Pride Month: Carmen Vazquez
I imagine a world where all children will have the knowledge and access to technology and sexual health that our scientific community is capable of providing right now. I imagine a world without AIDS. I imagine a world where health care, social security and other benefits are not tied to marriage. I imagine a world where no pregnancy is unwanted. I imagine a world where no child is bullied because of who he desires or her gender expression. I imagine a world where sexual freedom and sexual health will be everyone’s right and not the privilege of those who can afford it. Let us create that world. – Carmen Vazquez, Woodhull Sexual Freedom Alliance Sexual Freedom Summit, September 20, 2013
Carmen Vazquez was born in Puerto Rico in 1949. Raised in Harlem as the oldest of seven children, she attended the City University of New York where she earned a Bachelor’s in English and a Master’s in Education. Eventually, she moved to San Francisco to live with her sister, and it was there that she spent nearly twenty years. Initially beginning work with Women’s Centers in San Francisco, she eventually co-founded the Women’s Building, a non-profit community center aimed at advocating for self-determination, gender equality and social justice. She then became the Executive Director of the National Network for Immigrant and Refugee Rights, followed by a position as the Coordinator of Lesbian and Gay Health Services for the San Francisco Department of Public Health. She also co-founded and co-chaired Somos Hermanas, a Central American Women’s Solidarity Network. Her work continued with LGBT rights as she moved back to New York in 1994, where she served as the Director of Public Policy for the LGBT Community Center, and as the Deputy Director for Empire State Pride Agenda.

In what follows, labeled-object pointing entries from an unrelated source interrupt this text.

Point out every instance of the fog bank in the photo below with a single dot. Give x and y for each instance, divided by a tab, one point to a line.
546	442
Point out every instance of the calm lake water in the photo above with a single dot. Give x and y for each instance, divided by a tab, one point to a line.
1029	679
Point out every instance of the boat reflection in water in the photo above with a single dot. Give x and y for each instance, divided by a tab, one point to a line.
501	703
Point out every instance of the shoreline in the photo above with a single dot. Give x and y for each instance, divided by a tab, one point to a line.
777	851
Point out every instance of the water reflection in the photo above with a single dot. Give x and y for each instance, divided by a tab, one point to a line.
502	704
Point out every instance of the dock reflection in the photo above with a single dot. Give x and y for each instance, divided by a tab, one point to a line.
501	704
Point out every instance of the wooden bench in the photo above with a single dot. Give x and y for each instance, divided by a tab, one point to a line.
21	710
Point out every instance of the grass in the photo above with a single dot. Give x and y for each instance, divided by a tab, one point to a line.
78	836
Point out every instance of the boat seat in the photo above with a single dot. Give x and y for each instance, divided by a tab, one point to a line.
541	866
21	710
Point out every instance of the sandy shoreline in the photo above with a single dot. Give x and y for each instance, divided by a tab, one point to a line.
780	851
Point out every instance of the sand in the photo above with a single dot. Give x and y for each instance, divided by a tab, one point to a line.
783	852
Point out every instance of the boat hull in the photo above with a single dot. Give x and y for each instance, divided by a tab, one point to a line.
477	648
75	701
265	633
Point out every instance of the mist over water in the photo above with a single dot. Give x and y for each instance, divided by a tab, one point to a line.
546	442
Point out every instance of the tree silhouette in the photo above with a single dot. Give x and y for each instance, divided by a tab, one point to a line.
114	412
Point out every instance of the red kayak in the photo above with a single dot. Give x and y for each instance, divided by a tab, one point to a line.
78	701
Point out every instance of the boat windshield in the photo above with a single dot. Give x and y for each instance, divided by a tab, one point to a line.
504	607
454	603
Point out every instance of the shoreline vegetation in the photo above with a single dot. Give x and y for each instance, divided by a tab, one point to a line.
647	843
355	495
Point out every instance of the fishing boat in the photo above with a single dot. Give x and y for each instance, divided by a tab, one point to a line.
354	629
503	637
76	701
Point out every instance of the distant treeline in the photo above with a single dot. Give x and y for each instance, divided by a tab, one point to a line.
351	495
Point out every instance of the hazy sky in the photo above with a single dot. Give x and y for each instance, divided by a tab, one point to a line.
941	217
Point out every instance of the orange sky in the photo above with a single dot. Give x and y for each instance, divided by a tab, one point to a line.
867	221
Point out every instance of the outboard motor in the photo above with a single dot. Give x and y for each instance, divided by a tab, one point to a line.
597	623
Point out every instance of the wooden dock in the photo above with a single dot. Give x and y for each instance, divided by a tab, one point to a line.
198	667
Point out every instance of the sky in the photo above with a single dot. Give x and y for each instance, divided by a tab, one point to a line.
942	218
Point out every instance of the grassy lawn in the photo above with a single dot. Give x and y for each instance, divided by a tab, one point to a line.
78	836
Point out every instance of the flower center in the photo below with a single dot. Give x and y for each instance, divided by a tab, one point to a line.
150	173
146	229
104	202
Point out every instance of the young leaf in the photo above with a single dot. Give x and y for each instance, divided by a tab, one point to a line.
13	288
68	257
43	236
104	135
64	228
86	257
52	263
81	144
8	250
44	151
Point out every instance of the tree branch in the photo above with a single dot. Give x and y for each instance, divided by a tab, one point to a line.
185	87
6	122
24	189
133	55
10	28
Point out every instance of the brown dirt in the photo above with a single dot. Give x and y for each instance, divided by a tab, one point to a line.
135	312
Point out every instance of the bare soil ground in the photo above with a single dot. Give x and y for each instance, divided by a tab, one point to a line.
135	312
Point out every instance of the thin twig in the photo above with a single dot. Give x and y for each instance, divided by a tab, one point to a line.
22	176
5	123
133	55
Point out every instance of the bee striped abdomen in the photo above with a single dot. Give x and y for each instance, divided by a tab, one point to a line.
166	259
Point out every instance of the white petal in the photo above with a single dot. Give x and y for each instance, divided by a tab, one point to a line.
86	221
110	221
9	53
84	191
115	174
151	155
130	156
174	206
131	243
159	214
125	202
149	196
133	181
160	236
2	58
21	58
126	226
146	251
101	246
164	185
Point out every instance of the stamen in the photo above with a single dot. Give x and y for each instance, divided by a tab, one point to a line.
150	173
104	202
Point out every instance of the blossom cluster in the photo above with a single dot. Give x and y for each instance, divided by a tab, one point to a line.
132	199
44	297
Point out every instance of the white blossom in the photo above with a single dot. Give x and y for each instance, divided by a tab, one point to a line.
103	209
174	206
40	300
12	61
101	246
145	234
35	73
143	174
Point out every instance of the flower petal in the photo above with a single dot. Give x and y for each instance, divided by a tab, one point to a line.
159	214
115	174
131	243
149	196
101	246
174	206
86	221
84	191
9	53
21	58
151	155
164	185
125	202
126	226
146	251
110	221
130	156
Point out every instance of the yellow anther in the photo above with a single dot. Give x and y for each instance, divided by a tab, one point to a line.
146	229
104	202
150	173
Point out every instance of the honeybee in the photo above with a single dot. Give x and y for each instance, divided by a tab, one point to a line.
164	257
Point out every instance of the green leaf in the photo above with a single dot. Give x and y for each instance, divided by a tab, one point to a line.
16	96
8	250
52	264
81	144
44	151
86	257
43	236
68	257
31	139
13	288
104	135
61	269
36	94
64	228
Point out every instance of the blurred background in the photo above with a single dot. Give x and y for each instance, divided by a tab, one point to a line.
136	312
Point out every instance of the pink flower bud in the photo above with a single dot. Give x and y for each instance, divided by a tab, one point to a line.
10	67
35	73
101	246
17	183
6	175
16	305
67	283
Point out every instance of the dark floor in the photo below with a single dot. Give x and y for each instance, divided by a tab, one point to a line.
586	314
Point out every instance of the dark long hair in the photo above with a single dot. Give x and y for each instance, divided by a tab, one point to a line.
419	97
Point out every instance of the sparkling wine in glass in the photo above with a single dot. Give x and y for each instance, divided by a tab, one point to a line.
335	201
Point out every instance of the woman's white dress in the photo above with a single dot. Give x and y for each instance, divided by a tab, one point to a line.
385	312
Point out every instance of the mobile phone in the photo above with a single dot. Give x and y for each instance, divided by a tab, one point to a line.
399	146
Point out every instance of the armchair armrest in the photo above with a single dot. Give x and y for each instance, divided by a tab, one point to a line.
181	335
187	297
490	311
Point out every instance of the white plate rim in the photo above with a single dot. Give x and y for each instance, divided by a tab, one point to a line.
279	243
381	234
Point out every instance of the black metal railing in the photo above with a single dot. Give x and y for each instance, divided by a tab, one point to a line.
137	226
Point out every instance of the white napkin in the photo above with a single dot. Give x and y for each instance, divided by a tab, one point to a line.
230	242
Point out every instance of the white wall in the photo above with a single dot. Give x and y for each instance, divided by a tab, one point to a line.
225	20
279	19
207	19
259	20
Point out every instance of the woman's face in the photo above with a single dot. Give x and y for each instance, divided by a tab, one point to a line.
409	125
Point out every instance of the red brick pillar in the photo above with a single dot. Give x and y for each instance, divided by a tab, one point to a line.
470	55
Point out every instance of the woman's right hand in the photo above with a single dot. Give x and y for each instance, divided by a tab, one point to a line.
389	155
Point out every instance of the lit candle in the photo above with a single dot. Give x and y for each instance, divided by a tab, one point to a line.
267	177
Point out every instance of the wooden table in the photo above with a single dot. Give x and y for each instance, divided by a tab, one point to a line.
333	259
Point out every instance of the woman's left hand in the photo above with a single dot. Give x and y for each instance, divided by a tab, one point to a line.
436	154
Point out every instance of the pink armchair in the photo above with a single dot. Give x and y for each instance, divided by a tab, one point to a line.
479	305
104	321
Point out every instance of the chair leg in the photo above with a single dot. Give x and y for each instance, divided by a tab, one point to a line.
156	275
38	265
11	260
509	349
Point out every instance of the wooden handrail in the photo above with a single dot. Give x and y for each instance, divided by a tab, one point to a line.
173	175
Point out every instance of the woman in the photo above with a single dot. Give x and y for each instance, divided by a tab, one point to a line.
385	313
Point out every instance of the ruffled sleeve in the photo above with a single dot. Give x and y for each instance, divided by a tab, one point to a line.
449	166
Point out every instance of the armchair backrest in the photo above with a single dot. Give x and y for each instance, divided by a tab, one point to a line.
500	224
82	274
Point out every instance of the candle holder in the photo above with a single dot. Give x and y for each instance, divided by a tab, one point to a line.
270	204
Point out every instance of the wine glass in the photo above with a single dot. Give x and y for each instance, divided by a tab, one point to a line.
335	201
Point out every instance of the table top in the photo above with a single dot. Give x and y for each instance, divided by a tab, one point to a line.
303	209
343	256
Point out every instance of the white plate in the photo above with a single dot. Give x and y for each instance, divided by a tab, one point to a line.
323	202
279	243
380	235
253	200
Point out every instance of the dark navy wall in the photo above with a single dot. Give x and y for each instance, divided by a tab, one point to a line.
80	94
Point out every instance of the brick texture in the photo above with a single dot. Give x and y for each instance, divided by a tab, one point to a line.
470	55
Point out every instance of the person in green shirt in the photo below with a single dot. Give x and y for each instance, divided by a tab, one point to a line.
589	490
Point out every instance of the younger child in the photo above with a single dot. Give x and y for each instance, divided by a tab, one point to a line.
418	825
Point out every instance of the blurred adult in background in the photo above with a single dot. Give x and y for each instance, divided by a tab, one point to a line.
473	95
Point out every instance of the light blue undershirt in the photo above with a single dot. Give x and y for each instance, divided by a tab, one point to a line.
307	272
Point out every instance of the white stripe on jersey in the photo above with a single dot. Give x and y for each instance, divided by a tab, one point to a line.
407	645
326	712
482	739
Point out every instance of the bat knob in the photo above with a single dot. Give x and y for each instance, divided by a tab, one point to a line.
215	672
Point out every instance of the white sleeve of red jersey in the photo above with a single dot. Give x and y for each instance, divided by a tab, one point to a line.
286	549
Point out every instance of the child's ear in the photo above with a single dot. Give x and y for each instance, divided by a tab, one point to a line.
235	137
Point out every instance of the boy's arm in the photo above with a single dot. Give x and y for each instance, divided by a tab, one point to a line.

Vazquez’s activism work led her to be one of the founders of Causes in Common; the national coalition between LGBT and reproductive justice activists to illustrate the political bridge between the two movements through policy change. The coalition has accomplished “broadening the definition of reproductive justice to encompass sexual justice…the right to adult consensual sexuality with whomever one chooses,…and the right to form the relationships and families of one’s choosing.” (LGBTQ Politics: A Critical Reader, 81).
She currently works with LGBT Health and Human Services in the capacity of a Coordinator at the AIDS Institute, New York Department of Health. Carmen Vazquez has become a prominent voice surrounding issues of racism, classism, sexism and LGBT discrimination and how they influence each other.
RHAP understands the importance of coalition building in order to bring different organizations with shared missions and agendas to protect and advance sexual and reproductive health, rights and justice; and have, and continue to participate in coalitions as we expand our advocacy work.